It’s okay to change your mind. That’s why it’s important to be careful with the long-term promises we make to ourselves.
We, as human beings, have the ability to change, to evolve, to metamorphose; whichever word feels most fitting. This can, mistakenly, be confused with a kind of inconsistency in personality, as if our personality were a monolithic entity with no room for contradictions, conflicts, or uncertainties.
Changing your mind means moving forward with time, updating yourself in light of your life experiences and the lessons that come with them. Changing your mind doesn’t necessarily mean being easily influenced by external factors. We’re not necessarily impressionable just because we change our minds often. Changing is also about experimenting with new ways of being-in-the-world.
In my clinical practice, I meet clients who express a need to update themselves.

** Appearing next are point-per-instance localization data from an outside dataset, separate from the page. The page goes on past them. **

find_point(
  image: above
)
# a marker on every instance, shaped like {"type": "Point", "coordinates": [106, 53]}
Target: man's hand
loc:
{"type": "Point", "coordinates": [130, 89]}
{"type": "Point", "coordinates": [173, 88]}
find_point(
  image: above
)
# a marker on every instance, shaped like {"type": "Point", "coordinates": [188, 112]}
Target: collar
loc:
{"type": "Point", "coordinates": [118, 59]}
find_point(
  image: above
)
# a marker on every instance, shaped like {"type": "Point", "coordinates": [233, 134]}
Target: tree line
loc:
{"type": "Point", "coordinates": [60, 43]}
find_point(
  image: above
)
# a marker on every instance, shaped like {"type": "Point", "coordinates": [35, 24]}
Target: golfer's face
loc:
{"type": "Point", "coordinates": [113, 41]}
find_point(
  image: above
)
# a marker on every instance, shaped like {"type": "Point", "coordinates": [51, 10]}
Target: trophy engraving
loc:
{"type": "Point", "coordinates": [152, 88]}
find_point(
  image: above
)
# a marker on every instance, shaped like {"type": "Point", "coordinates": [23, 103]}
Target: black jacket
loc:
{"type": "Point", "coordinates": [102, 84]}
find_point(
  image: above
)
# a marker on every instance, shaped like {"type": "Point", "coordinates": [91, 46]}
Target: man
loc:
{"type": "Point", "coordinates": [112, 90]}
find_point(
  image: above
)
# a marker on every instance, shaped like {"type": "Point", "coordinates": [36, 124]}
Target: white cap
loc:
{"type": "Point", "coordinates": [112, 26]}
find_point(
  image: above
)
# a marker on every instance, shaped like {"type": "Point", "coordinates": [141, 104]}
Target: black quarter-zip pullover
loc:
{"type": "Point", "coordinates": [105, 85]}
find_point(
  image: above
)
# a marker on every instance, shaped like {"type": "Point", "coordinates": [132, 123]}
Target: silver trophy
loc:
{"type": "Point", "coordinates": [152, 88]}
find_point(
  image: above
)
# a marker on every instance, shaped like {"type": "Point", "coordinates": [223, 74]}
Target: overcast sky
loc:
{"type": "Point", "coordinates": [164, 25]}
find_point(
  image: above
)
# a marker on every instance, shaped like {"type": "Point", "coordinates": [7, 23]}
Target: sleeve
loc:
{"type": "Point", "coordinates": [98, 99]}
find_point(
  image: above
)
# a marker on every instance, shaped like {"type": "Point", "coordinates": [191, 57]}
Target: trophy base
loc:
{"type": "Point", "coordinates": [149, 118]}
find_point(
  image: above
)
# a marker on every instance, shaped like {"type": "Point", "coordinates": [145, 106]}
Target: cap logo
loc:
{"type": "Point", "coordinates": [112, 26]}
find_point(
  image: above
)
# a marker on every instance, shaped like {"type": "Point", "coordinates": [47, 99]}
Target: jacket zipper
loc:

These are people whose personal and professional lives are well established, yet who now wonder if this was truly what they always wanted, as they experience a certain dissatisfaction. Perhaps these were past desires, and now there are new desires, new possibilities, new paths. Or perhaps those earlier desires arose from social pressures and the collective imagination of success that promotes the illusion of permanent fulfillment.
Can we change our minds, even if the people around us are shocked by it and resist this new internal demand?
The answer is: Why not?
This drive for self-actualisation, however, runs up against a ready-made society that imposes prepackaged dreams of starting a family and choosing a career that provides the most comfortable life possible. We seek recognition, belonging, and personal achievement. We try to fill the unfillable void of an existence full of inconsistencies and empty of certainties. We are thus struck by an existential emptiness that is difficult to put into words.
To update oneself is to bring personal meaning to our existence in the present moment. Because the present is what we have right now, and who we are at the moment does not define our entire trajectory.